The consequence is institutional rather than rhetorical. The United States has historically relied on Britain as the most willing of its major allies, the partner that would commit forces, capital, and diplomatic cover faster than France or Germany would. That speed depended on a permissive British public, and the permission is gone. For London, diversification toward Europe, for trade, defense procurement, and security guarantees, has moved from hedging strategy to base case.

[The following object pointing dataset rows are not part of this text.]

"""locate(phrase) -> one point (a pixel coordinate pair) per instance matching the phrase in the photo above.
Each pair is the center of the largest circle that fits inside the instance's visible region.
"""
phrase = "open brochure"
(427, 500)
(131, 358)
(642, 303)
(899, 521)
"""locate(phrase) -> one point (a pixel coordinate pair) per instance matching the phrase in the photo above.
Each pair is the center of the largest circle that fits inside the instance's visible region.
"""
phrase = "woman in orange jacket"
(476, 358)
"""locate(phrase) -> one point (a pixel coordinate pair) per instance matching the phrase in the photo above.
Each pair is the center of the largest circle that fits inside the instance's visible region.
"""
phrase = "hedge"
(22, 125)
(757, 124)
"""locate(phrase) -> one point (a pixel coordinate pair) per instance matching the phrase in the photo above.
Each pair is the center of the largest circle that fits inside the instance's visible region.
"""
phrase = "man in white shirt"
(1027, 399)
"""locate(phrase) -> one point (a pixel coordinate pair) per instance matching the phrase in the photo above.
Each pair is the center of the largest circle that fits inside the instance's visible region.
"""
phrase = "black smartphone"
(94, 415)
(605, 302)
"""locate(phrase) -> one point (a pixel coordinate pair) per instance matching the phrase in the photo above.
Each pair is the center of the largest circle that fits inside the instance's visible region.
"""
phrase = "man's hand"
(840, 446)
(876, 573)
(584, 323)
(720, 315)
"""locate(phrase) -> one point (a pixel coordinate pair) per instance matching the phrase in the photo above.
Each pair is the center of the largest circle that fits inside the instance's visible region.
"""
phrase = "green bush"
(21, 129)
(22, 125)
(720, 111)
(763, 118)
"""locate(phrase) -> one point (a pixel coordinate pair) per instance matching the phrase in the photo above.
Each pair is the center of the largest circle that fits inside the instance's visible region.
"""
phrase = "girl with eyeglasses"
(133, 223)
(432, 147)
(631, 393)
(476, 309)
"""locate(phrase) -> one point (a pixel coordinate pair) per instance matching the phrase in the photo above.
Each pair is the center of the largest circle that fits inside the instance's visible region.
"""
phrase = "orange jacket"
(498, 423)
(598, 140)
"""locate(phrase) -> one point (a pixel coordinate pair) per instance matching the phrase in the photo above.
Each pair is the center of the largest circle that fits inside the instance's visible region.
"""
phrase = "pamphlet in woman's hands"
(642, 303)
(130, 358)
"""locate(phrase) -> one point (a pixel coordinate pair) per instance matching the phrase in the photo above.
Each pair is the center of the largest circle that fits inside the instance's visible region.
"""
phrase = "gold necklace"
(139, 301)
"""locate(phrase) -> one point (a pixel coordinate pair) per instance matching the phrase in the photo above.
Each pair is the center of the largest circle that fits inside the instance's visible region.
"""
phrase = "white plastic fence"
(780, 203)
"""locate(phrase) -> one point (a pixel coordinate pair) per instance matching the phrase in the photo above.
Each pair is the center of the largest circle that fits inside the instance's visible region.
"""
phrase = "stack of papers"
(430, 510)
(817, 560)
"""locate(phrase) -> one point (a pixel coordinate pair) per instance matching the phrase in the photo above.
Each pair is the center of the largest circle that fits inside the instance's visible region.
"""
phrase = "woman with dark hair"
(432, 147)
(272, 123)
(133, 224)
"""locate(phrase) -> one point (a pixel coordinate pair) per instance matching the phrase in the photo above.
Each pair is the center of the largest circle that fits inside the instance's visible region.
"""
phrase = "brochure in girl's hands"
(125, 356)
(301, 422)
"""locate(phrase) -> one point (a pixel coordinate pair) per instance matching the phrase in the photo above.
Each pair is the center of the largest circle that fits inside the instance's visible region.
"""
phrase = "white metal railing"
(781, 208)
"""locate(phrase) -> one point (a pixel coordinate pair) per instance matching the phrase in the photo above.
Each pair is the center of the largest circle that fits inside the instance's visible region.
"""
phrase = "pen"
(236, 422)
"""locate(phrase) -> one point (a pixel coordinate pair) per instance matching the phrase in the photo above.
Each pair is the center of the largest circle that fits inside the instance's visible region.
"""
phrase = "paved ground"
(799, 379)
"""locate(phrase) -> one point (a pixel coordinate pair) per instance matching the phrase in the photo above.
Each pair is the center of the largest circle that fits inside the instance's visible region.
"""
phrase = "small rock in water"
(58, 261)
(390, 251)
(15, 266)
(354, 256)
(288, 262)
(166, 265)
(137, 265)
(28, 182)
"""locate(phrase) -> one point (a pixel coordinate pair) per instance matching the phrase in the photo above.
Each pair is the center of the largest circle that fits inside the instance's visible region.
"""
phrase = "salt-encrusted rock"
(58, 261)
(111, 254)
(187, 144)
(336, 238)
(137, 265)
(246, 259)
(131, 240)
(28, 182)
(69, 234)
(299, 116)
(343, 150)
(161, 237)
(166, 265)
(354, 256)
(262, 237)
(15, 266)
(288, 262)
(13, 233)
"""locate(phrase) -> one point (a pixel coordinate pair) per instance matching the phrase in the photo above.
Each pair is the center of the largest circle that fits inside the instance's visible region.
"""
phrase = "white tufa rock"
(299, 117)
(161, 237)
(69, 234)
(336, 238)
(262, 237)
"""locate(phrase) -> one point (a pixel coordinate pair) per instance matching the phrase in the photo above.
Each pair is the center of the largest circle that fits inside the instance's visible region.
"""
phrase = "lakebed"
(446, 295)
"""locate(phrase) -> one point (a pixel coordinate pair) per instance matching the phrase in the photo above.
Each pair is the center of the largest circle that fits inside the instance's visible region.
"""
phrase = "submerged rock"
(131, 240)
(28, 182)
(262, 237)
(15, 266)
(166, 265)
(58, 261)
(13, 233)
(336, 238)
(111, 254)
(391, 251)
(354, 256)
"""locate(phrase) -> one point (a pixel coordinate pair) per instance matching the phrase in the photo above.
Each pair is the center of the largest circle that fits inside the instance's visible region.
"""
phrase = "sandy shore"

Three specific tripwires will determine whether the curves stabilize or continue diverging. First, whether Republican favorability toward Britain falls below 60% in the next Gallup wave, the threshold at which Britain becomes a partisan target rather than a neutral ally. Second, whether the Starmer government formalizes a UK to EU defense procurement framework outside of NATO channels, which would mark the operational beginning of strategic diversification. Third, whether American tariffs on UK financial services or pharmaceuticals, the two sectors where Britain has retained genuine competitive advantage, escalate beyond the current goods regime.

If two of the three break the wrong way within twelve months, the alliance will not collapse, but it will quietly become something other than special.